The following Jumpstart scenario will guide you on how to deploy a “Ready to Go” environment so you can start using Azure Arc-enabled data services deployed on Cluster API (CAPI) Kubernetes cluster and it’s Cluster API Azure provider (CAPZ).

By the end of this scenario, you will have a CAPI Kubernetes cluster deployed with an Azure Arc Data Controller and a Microsoft Windows Server 2022 (Datacenter) Azure client VM, installed & pre-configured with all the required tools needed to work with Azure Arc-enabled data services.

NOTE: Currently, Azure Arc-enabled data services with PostgreSQL is in public preview.

Prerequisites

  • Clone the Azure Arc Jumpstart repository

    git clone https://github.com/microsoft/azure_arc.git
    
  • Install or update Azure CLI to version 2.36.0 and above. Use the below command to check your current installed version.

    az --version
    
  • Generate SSH Key (or use existing ssh key).

  • Create Azure service principal (SP).

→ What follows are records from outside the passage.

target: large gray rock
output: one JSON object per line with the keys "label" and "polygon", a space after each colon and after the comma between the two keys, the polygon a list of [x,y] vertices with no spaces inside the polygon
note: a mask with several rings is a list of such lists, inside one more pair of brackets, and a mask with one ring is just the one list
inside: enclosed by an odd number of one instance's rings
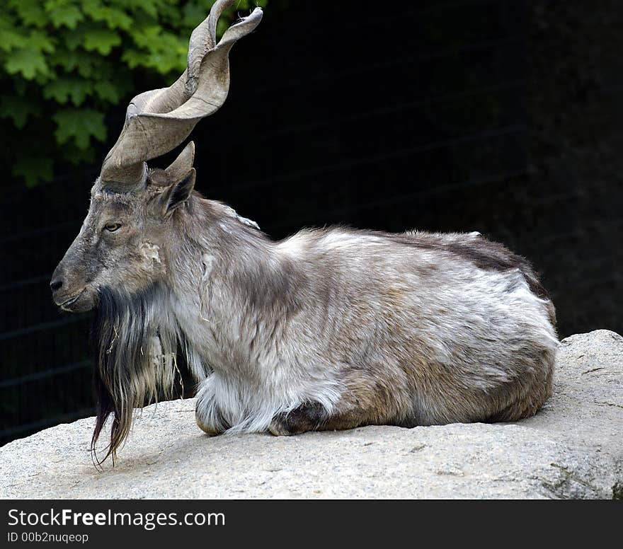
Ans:
{"label": "large gray rock", "polygon": [[623,337],[568,337],[554,395],[515,424],[209,437],[194,401],[145,408],[114,468],[93,418],[0,449],[3,498],[623,497]]}

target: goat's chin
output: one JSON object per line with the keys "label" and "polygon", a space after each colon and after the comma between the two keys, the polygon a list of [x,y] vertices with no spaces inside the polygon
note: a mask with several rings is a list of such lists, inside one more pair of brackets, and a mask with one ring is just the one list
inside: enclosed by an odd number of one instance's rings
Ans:
{"label": "goat's chin", "polygon": [[59,305],[59,307],[68,313],[86,313],[97,306],[97,292],[85,288],[72,299]]}

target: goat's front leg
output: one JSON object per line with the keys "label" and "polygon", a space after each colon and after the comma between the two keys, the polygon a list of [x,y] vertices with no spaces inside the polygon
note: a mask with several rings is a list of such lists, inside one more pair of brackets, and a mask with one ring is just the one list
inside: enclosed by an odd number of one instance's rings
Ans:
{"label": "goat's front leg", "polygon": [[406,387],[401,387],[395,379],[379,379],[355,370],[345,376],[344,392],[331,413],[318,402],[304,403],[273,417],[268,430],[279,436],[400,424],[396,418],[406,415],[410,403]]}
{"label": "goat's front leg", "polygon": [[211,436],[221,434],[231,427],[225,421],[216,403],[213,375],[210,374],[201,382],[195,405],[197,425]]}
{"label": "goat's front leg", "polygon": [[350,409],[329,415],[318,403],[306,403],[273,418],[268,430],[277,437],[299,434],[308,431],[338,431],[375,423],[362,410]]}

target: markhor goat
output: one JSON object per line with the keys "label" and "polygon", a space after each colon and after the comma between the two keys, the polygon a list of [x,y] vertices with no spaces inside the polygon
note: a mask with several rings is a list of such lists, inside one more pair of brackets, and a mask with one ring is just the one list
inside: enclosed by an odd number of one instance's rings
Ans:
{"label": "markhor goat", "polygon": [[217,43],[231,4],[216,2],[193,33],[175,83],[130,103],[50,283],[62,308],[97,309],[93,446],[112,414],[114,457],[134,408],[172,386],[178,352],[200,382],[196,420],[210,434],[535,414],[558,342],[523,258],[473,233],[336,228],[274,242],[193,191],[192,142],[166,170],[147,168],[224,101],[229,50],[262,16]]}

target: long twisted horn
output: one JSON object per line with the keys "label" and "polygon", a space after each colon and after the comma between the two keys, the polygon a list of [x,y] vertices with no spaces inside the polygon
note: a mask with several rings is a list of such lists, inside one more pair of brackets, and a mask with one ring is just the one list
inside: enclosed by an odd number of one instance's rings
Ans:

To deploy this scenario, an Azure service principal assigned with multiple RBAC roles is required:

    • “Contributor” - Required for provisioning Azure resources

    • “Security admin” - Required for installing Cloud Defender Azure-Arc enabled Kubernetes extension and dismiss alerts

    • “Security reader” - Required for being able to view Azure-Arc enabled Kubernetes Cloud Defender extension findings

    • “Monitoring Metrics Publisher” - Required for being Azure Arc-enabled data services billing, monitoring metrics, and logs management

      To create it login to your Azure account run the below command (this can also be done in Azure Cloud Shell.

      az login
      subscriptionId=$(az account show --query id --output tsv)
      az ad sp create-for-rbac -n "<Unique SP Name>" --role "Contributor" --scopes /subscriptions/$subscriptionId
      az ad sp create-for-rbac -n "<Unique SP Name>" --role "Security admin" --scopes /subscriptions/$subscriptionId
      az ad sp create-for-rbac -n "<Unique SP Name>" --role "Security reader" --scopes /subscriptions/$subscriptionId
      az ad sp create-for-rbac -n "<Unique SP Name>" --role "Monitoring Metrics Publisher" --scopes /subscriptions/$subscriptionId
      

      For example:

      az login
      subscriptionId=$(az account show --query id --output tsv)
      az ad sp create-for-rbac -n "JumpstartArcDataSvc" --role "Contributor" --scopes /subscriptions/$subscriptionId
      az ad sp create-for-rbac -n "JumpstartArcDataSvc" --role "Security admin" --scopes /subscriptions/$subscriptionId
      az ad sp create-for-rbac -n "JumpstartArcDataSvc" --role "Security reader" --scopes /subscriptions/$subscriptionId
      az ad sp create-for-rbac -n "JumpstartArcDataSvc" --role "Monitoring Metrics Publisher" --scopes /subscriptions/$subscriptionId
      

      Output should look like this:

      {
      "appId": "XXXXXXXXXXXXXXXXXXXXXXXXXXXX",
      "displayName": "JumpstartArcDataSvc",
      "password": "XXXXXXXXXXXXXXXXXXXXXXXXXXXX",
      "tenant": "XXXXXXXXXXXXXXXXXXXXXXXXXXXX"
      }
      

      NOTE: If you create multiple subsequent role assignments on the same service principal, your client secret (password) will be destroyed and recreated each time. Therefore, make sure you grab the correct password.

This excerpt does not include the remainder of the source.